Wednesday

Milos Forman:"One Flew Over the Cuckoo's Nest" (1975)

Milos Forman had proven his talent for astute social comedy in such earlier Czech films as Loves of a Blonde (1965) and The Firemen's Ball (1967), and his adept treatment of Cuckoo's Nest's metaphorically loaded conflict fulfilled the promise of an immigrant observer of American culture indicated in his first U.S. feature, Taking Off (1971). Shot on location at the Oregon State Hospital, and visually imprisoning the characters in tightly framed compositions, Haskell Wexler's and Bill Butler's cinematography underlines the psychological as well as physical confinement dogging the patients.
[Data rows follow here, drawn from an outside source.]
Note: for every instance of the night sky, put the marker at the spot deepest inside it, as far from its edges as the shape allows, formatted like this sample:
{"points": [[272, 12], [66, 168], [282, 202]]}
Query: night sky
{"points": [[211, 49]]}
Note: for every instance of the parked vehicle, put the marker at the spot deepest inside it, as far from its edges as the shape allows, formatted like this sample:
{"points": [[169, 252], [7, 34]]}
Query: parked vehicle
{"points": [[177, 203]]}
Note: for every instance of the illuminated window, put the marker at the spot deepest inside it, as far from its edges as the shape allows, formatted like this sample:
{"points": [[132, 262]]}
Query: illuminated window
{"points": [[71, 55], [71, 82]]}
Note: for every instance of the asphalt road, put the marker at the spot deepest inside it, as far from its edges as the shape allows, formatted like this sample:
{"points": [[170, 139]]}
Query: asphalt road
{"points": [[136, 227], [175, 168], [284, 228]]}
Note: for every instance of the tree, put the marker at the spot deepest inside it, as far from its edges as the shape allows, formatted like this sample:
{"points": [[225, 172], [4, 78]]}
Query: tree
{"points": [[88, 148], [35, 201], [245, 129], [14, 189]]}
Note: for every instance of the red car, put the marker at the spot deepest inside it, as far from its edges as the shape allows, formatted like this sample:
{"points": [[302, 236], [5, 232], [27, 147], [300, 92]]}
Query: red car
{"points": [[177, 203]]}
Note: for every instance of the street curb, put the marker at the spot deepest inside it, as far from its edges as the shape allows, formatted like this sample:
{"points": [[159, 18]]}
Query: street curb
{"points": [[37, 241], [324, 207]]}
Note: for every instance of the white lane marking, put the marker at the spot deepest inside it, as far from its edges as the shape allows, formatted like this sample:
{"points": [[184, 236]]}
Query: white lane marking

The restrained, soft-spoken control of Louise Fletcher as Nurse Ratched contrasts with the thoughtful vigor of Jack Nicholson's McMurphy, further emphasizing both the need to revolt and the difficulty in doing so posed by such consistent, quiet, internalized power. For a culture battered by the chaotic rebellions of the late 1960s/early 1970s, and the serial failures of institutional authority culminating in Watergate and the fall of Saigon, Cuckoo's Nest's resigned yet hopeful portrayal of spirited non-conformity touched a nerve, turning it into one of the most popular films of 1975. The independently produced film became only the second film in history to sweep all five top Academy Awards, winning Best Picture for producers Saul Zaentz and 31-year-old Michael Douglas, Best Director, Best Actor, Best Actress, and Best Screenplay for Lawrence Hauben's and Bo Goldman's adaptation of the Kesey novel. Shrewdly combining roustabout fervor and humor with an acknowledgement of society's different limits, One Flew Over the Cuckoo's Nest effectively communicated the disillusionment of the waning counter-culture even as it optimistically asserted that one rebel could make a difference.